In West-Europa wurde damals nicht gesehen oder verdrängt, daß Mazedonien längst (mit Ruzin gesprochen) zu einem sozdavac na bezbednost geworden war, einem "Sicherheits-Schöpfer": Mazedonien gehörte zu den Erstunterzeichnern der "Partnerschaft für den Frieden", war Sitz der NATO-Extraction Forces und anderer Einheiten und wurde ab Juni 1999 logistischer Rückhalt der KFOR. Das ging lange so gut, daß Skopje die Ablösung der 1993 aufgestellten UN-Schutztruppe UNPREDEP verschmerzen konnte - bis es seit Januar 2001 ins Visier der UÇK geriet und dabei von der internationalen Gemeinschaft verbal unterstützt, aber real im Stich gelassen wurde.

Wie konnte das geschehen? Im "Militärisch-Technischen Abkommen" hatten NATO und Jugoslawische Armee (VJ) am 9. Juni 1999 vereinbart, rund um das Kosovo auf serbischem und montenegrinischem Territorium eine Ground Security Zone (GSZ) von fünf Kilometern Breite zu legen. Diese durfte von KFOR und VJ nicht betreten werden, wodurch ein Vakuum entstand, das der UÇK-Ableger UÇPMB (Presevo - Medveda - Bujanovac) 16 Monate lang mit Terror füllte.

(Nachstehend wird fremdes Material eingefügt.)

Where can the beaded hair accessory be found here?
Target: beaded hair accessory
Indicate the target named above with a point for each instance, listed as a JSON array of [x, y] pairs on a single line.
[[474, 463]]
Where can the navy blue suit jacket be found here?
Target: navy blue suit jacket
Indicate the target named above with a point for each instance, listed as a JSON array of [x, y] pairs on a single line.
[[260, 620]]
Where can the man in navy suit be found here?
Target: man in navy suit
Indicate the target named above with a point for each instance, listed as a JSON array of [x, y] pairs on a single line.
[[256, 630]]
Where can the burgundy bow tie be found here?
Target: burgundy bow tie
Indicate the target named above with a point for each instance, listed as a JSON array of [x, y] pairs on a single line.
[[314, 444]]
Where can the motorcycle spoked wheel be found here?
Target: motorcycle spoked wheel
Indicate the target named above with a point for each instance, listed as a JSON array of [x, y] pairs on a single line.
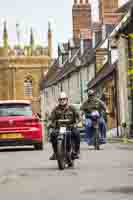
[[70, 161], [60, 155]]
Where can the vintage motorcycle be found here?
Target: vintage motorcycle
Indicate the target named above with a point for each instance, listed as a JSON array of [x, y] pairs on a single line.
[[65, 145]]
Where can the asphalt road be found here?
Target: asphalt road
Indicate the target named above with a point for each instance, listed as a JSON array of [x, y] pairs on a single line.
[[105, 174]]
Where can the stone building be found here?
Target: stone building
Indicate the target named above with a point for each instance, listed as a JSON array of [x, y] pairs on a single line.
[[22, 69], [81, 14]]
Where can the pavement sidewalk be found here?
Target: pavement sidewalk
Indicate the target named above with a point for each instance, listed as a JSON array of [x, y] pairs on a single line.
[[121, 140]]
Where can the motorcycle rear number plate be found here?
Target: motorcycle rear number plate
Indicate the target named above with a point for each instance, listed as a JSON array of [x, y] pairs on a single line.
[[62, 129]]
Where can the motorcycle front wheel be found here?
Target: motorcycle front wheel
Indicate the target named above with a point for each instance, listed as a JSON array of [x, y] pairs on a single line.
[[60, 155]]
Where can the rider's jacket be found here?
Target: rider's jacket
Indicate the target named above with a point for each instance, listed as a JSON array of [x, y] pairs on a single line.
[[93, 103], [69, 112]]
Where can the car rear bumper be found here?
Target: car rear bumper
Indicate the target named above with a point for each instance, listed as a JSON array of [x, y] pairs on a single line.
[[19, 142]]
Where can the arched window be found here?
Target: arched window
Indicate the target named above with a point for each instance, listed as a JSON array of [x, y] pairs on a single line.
[[28, 87]]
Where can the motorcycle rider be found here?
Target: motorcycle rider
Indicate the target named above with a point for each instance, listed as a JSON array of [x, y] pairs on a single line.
[[91, 104], [65, 111]]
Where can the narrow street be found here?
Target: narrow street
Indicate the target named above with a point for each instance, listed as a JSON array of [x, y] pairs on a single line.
[[106, 174]]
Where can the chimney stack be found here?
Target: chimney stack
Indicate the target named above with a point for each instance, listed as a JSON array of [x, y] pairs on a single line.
[[86, 2], [75, 1]]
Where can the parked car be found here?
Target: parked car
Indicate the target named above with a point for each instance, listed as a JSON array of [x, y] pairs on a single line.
[[80, 125], [19, 125]]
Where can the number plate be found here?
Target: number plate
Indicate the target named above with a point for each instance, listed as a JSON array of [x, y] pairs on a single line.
[[62, 129], [11, 136]]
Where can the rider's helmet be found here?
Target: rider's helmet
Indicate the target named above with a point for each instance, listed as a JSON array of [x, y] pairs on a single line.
[[63, 99], [90, 93]]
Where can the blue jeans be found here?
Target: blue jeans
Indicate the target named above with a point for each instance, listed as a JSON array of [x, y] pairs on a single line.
[[89, 129]]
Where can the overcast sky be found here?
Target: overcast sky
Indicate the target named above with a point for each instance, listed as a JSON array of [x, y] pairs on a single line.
[[36, 14]]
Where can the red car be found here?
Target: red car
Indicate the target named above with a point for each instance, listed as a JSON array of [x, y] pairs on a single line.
[[19, 126]]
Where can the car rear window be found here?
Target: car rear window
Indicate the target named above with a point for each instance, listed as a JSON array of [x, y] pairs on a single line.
[[15, 109]]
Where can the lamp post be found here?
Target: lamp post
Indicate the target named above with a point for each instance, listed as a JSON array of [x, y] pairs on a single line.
[[115, 83]]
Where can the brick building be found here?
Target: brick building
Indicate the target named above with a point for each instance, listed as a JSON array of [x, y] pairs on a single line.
[[81, 14]]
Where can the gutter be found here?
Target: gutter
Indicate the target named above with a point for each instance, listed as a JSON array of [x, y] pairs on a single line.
[[122, 24]]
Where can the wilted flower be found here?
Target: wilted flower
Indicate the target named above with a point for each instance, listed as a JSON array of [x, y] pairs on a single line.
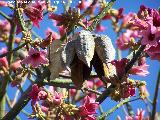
[[36, 57]]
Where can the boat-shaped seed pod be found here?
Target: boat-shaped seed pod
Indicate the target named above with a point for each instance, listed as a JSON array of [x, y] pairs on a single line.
[[85, 46], [56, 64], [104, 48]]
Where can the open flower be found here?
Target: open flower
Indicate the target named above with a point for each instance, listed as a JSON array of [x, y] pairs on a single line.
[[124, 39], [141, 70], [57, 98], [120, 66], [37, 94], [150, 36], [89, 107], [35, 58], [154, 52], [35, 13]]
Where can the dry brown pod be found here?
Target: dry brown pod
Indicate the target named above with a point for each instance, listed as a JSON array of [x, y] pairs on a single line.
[[84, 51], [56, 65]]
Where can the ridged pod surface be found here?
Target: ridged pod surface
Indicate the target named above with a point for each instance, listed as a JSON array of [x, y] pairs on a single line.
[[56, 65], [104, 48]]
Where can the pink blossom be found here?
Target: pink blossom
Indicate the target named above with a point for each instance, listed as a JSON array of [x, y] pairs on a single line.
[[34, 93], [36, 57], [17, 64], [89, 84], [62, 30], [139, 115], [3, 62], [128, 90], [141, 70], [3, 50], [37, 94], [3, 4], [4, 27], [83, 4], [127, 18], [154, 52], [120, 65], [125, 39], [100, 28], [35, 12], [55, 35], [89, 107], [150, 36], [57, 98]]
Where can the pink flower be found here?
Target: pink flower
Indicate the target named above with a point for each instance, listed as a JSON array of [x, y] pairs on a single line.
[[3, 62], [128, 90], [4, 28], [89, 84], [17, 64], [120, 66], [83, 4], [150, 36], [139, 115], [35, 58], [3, 4], [35, 12], [127, 18], [100, 28], [3, 50], [55, 35], [154, 52], [37, 94], [89, 107], [57, 98], [34, 93], [124, 39], [141, 70]]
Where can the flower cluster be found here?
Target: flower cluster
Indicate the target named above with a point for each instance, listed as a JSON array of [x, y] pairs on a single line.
[[52, 101]]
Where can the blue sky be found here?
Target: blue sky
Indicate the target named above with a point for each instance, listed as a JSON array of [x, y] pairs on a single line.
[[129, 6]]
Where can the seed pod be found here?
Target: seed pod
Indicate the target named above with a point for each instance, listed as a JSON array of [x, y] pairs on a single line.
[[85, 47], [104, 48], [56, 65]]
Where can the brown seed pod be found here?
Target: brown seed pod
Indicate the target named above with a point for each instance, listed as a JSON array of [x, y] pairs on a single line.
[[104, 48], [85, 47], [56, 64]]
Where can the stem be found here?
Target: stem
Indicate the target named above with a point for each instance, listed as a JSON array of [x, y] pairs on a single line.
[[155, 97]]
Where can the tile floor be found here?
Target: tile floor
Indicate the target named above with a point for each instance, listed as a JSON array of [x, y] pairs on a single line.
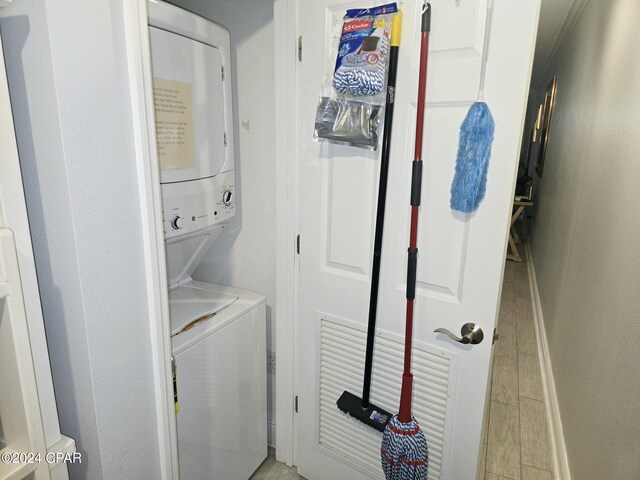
[[515, 445], [271, 469]]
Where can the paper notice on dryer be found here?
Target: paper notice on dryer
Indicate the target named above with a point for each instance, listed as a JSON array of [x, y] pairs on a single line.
[[174, 123]]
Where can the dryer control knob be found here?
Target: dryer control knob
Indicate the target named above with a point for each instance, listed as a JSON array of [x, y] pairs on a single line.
[[177, 223], [226, 197]]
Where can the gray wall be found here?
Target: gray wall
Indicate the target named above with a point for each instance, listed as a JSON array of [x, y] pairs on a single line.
[[585, 241], [69, 87], [244, 254]]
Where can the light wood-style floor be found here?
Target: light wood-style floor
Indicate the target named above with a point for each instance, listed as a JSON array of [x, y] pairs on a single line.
[[515, 445]]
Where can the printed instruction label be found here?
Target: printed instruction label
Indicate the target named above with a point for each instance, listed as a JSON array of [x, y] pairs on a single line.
[[174, 123]]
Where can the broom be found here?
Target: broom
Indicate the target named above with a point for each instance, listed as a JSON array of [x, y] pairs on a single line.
[[474, 146], [404, 453], [349, 403]]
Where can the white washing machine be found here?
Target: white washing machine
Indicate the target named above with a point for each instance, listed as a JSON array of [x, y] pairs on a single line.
[[218, 333]]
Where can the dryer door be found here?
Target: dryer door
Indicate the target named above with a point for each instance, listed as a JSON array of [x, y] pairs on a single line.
[[189, 106]]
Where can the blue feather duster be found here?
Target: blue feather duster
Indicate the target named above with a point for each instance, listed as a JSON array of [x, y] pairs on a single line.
[[474, 149]]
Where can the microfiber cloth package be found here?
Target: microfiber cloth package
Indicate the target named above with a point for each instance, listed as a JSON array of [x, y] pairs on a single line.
[[350, 108], [362, 54]]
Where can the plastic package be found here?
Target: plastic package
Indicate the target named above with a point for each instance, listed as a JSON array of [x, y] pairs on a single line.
[[353, 96]]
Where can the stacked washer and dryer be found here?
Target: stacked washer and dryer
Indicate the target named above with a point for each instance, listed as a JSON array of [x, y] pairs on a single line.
[[218, 332]]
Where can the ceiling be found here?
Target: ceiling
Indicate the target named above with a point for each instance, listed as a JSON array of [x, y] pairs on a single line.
[[553, 15]]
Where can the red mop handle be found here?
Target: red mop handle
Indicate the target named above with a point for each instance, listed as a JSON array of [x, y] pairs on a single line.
[[416, 186]]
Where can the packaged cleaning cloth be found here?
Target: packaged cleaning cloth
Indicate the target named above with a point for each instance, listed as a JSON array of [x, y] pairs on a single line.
[[353, 97]]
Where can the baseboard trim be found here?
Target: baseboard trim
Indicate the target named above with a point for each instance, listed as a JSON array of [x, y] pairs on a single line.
[[556, 436]]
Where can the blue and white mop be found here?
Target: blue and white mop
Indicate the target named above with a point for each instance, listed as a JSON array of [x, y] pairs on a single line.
[[363, 72], [474, 147]]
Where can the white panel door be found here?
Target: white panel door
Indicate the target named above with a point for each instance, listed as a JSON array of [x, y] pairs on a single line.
[[461, 256]]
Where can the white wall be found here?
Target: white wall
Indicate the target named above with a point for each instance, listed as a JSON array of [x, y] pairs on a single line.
[[244, 255], [68, 80], [585, 241]]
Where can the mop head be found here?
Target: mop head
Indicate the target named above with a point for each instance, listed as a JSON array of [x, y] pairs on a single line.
[[474, 149], [404, 453]]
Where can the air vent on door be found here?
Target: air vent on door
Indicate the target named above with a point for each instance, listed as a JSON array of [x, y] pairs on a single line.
[[341, 365]]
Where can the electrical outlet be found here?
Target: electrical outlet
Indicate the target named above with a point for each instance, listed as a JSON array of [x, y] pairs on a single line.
[[271, 362]]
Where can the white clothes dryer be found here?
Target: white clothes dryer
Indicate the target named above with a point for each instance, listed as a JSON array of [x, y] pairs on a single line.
[[218, 333]]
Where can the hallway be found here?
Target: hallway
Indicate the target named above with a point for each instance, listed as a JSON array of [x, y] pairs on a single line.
[[516, 445]]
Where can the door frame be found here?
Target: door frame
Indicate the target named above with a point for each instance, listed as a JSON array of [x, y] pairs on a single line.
[[144, 134], [287, 214]]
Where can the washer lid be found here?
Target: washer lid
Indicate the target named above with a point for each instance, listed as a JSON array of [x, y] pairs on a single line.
[[194, 303]]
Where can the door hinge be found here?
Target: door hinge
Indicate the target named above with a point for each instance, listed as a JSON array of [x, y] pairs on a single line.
[[176, 405]]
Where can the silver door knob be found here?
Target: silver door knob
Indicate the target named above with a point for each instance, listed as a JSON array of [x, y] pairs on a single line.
[[471, 333]]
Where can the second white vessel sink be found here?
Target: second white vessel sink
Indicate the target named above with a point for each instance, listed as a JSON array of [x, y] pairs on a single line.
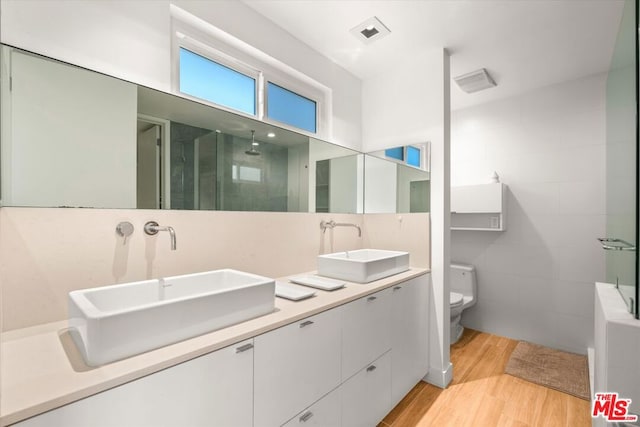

Die als "Ost-Kosovo" deklarierte Region sollte ans Kosovo angeschlossen werden, was aber mißlang: Ab dem Frühjahr gab die internationale Gemeinschaft einen GSZ-Sektor nach dem anderen an Serbien zurück, das dort mit ausgewogener Militärpräsenz und einem mehrstufigen Friedensplan alsbald für Ruhe sorgte. Das war gut für Serbien, aber fatal für Mazedonien, in das die albanischen Terroristen weiterzogen - wie es die UÇK schon im Juni 1998 angekündigt hatte: Der Kampf um die nationale "Befreiung" wird weitergehen, bis das ethnisch reine "Groß-Albanien" erreicht ist.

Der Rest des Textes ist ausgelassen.